In making the work, Gordon used his sister’s newborn baby as model and carried out various photographic post-production procedures. He photographed her, cropped the images to bring the body parts into sharp focus, enlarged the images and printed them with digital C-print – exposing the pictures onto light-sensitive photographic paper by laser or LED printer. In the series, each of the seven prints has 13 editions, all of which are in the same size. Some of the prints are landscape and some are portrait.
The work associates everyday acts with medieval medical practices. In its title, the French words ‘croque’ and ‘mort’ mean, respectively, ‘bite’ and ‘dead person’. When put together, the term refers to undertakers in France during the medieval period, who would bite recent corpses’ feet to ensure they were deceased. Likewise, in ‘Croque Mort’ the biting action seems to be a kind of verification of life, provoking thoughts of the emptiness and consciousness of being. As curator Katrina M. Brown has pointed out, ‘Gordon’s images depict what may be the first signs of the intuitive search for a sense of embodiment, the body turning on itself to verify its existence, to achieve sure physical awareness of real presence in time and space, the “pinch-me” reality check’ (Brown 2004, p.100). Through referencing the historical context, the ordinary biting action of a baby turns into an unsettling move, triggering the fundamental questions about existence.
‘Croque Mort’ demonstrates a dualism of connotation which is a recurring feature in Douglas Gordon’s practice. Curator Keith Hartley writes, ‘Gordon’s work is characterized by a frequent juxtaposition of (supposed) opposites: good and evil, light and dark, positive and negative, right and left’ (Hartley 2006, p.41). In this piece, the new born baby is aligned with a dead body through the reference to the medieval practice of ‘croque mort’, bringing together life and death. Gordon’s video work, ‘Film Noir (Fly)’ 1995 also embodies this kind of juxtaposition. The work captures a fly in close-up, attached to a table surface by its wings. It jerks and struggles until it eventually passes away. Through juxtaposing life and death, both the two works reflect the uncertainty and fragility of life.

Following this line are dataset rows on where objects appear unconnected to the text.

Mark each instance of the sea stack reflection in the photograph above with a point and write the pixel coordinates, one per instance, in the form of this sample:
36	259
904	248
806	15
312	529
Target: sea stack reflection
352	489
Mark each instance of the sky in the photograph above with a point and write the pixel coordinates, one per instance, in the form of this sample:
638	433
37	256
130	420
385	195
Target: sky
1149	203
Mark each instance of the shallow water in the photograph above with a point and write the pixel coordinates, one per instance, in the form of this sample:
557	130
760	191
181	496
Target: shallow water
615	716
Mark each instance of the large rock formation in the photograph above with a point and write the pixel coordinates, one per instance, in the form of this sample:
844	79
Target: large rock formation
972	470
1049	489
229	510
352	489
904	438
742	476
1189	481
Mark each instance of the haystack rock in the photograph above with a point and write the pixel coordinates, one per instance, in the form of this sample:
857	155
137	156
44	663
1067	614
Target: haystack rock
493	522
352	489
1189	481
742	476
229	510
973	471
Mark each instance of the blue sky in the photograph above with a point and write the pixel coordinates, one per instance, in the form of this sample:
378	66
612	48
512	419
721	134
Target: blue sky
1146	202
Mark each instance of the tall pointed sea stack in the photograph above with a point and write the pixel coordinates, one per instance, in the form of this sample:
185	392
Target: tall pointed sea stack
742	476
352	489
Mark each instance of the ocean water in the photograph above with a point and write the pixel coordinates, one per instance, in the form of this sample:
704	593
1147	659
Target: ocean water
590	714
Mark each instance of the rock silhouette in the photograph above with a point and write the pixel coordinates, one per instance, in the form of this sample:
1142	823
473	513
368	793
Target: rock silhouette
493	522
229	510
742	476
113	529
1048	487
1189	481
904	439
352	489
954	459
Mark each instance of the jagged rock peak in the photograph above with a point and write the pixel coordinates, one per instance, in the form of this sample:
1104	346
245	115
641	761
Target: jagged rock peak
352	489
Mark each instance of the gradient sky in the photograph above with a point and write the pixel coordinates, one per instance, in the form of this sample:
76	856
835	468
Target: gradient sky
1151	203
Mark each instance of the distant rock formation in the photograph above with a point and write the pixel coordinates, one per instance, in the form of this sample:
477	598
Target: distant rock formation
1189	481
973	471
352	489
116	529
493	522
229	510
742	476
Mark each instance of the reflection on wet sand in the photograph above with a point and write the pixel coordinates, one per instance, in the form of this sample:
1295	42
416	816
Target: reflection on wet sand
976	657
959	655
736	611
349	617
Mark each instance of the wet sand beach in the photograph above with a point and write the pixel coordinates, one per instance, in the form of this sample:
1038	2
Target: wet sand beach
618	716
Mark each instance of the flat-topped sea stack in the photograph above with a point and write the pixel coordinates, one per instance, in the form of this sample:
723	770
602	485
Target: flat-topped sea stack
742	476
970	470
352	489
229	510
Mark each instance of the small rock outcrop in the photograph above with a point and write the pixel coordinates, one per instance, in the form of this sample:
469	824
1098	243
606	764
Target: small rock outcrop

It has been suggested that Gordon’s use of opposites has a particularly Scottish flavour, reflecting the culture in which the artist was born and raised. As curators John Leighton and Richard Calvocoressi have commented:
[Gordon’s approach has] a long history in Scottish culture from James Hogg’s ground-breaking ‘The Private Memoirs and Confessions of a Justified Sinner’ to Robert Louis Stevenson’s classic tale, ‘The Strange Case of Dr Jekyll and Mr Hyde’; and from the troubled history of religious conflict to the way a city like Edinburgh is physically divided into Old Town and New Town. (Calvocoressi and Leighton 2006, p.16)
Split personality as narrated in Scottish literature, conflict between Catholicism and Protestantism in the sixteenth century, as well as new urban development in the eighteenth century in Scotland, are likely to be part of the inspiration for Gordon’s artistic practice, and for this work in particular.
Further reading
Katrina M. Brown, DG = Douglas Gordon, Tate Publishing, London 2004, p.100.
Keith Hartley, ‘Plato’s Cave and Cranach’s Tree: Idea and Context in the Work of Douglas Gordon’ in Douglas Gordon: superhumanatural, exhibition catalogue, National Galleries of Scotland, Edinburgh 2006, pp.33–59.
Richard Calvocoressi, John Leighton, ‘Foreword’ in Douglas Gordon: superhumanatural, exhibition catalogue, National Galleries of Scotland, Edinburgh 2006, pp.15–17.